Ou os sindicatos dos trabalhadores da rede pública de educação (professores e agentes administrativos) repensam suas estratégias de ação coletiva ou vão ser devorados pela força dos acontecimentos. Não basta apostar em longas greves com eficácia muitas vezes nula. É preciso também fortalecer o espírito de corpo, extrair vários candidatos da corporação profissional e atuar em bloco na eleição de seus representantes políticos. Mais, seguir o exemplo dos pastores evangélicos e empresários e desenvolver críticas e denuncias focalizadas em determinados políticos “inimigos” da educação pública. Somente assim, será possível formar uma resistência eficaz contra os recuos de seus direitos constitucionais.

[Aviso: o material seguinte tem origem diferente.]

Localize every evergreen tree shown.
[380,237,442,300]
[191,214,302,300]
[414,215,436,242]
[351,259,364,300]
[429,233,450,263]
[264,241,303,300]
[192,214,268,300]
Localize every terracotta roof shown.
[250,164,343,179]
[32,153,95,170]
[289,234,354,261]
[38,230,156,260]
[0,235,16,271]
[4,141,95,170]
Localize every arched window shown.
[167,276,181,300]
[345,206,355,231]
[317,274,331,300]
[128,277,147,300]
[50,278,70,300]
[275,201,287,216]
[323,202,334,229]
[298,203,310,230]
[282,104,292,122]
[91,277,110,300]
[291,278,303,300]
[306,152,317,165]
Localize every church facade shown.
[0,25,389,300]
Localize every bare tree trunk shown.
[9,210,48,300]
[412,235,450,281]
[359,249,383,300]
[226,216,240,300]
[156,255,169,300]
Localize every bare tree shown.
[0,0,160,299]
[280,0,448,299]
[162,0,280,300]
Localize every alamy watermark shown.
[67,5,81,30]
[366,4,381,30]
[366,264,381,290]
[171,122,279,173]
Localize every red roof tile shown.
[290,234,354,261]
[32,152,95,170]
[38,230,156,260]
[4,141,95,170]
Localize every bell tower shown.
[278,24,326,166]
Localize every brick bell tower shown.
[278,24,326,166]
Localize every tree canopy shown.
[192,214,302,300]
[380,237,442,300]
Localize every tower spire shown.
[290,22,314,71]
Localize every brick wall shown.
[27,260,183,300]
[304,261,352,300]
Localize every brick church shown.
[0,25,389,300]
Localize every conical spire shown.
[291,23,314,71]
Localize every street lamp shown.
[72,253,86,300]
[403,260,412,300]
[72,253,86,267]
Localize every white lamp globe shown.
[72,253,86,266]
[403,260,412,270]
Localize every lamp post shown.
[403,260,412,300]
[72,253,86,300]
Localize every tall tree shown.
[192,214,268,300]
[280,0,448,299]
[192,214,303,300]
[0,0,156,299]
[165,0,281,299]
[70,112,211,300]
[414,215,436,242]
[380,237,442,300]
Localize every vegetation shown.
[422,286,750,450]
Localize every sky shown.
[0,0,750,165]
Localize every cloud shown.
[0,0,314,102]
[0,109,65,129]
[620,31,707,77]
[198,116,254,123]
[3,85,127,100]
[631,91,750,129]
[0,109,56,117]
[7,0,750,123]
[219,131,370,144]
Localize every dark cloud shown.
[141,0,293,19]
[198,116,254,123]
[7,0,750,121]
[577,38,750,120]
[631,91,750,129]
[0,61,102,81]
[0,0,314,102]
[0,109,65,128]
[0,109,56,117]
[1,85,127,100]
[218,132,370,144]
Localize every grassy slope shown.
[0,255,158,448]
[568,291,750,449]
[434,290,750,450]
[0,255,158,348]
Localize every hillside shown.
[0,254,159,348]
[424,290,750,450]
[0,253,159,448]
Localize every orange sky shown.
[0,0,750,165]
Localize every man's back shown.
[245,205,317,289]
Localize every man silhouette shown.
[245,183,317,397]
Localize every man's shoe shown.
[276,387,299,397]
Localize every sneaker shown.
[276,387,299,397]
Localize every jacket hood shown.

Finalmente, convém lembrar que os profissionais de educação vivem atualmente momentos de grande frustração de expectativas e angustia profissional. Com razão, diante das violências institucionais contra a categoria profissional, é compreensível um despertar de sentimentos generalizados de impotência, ressentimento e má consciência. Mas também é importante o despertar para o aprendizado moral coletivo. Não é possível sustentar mais as velhas práticas sindicais e de agência coletiva. O movimento sindical no Brasil precisa se renovar rapidamente, a começar pela maneira como se relaciona com a esfera pública nacional e, sobretudo, consigo mesmo. Precisa urgentemente deixar de ser um satélite de partidos políticos e construir uma relação mais simétrica com as diferentes organizações partidárias. Com efeito, os sindicalistas devem trocar a camisa do partido político pela camisa da corporação profissional. E devem criar redes comunitárias de solidariedade com os seus membros da categoria profissional. Chegar aos filiados e dizer claramente; “pouco importa sua religião ou visão ideológica de mundo; aqui, em nossa comunidade profissional, você é nosso parceiro/parceira e, portanto, estamos ao seu lado em suas demandas como membro da comunidade”. O sociólogo alemão Max Weber costumava destacar que, independente da posição ideológica ou classe social, a confissão religiosa tinha um sobrepeso na dinâmica de solidariedade interpessoal de determinados grupos sociais. Durkheim, ao seu modo, também enxergava nas corporações profissionais uma versão secular das comunidades de solidariedade. Para isso, defendia o corporativismo profissional. Talvez seja a hora nos inspirarmos um pouco mais nos ensinamentos desses dois e menos em Lenin.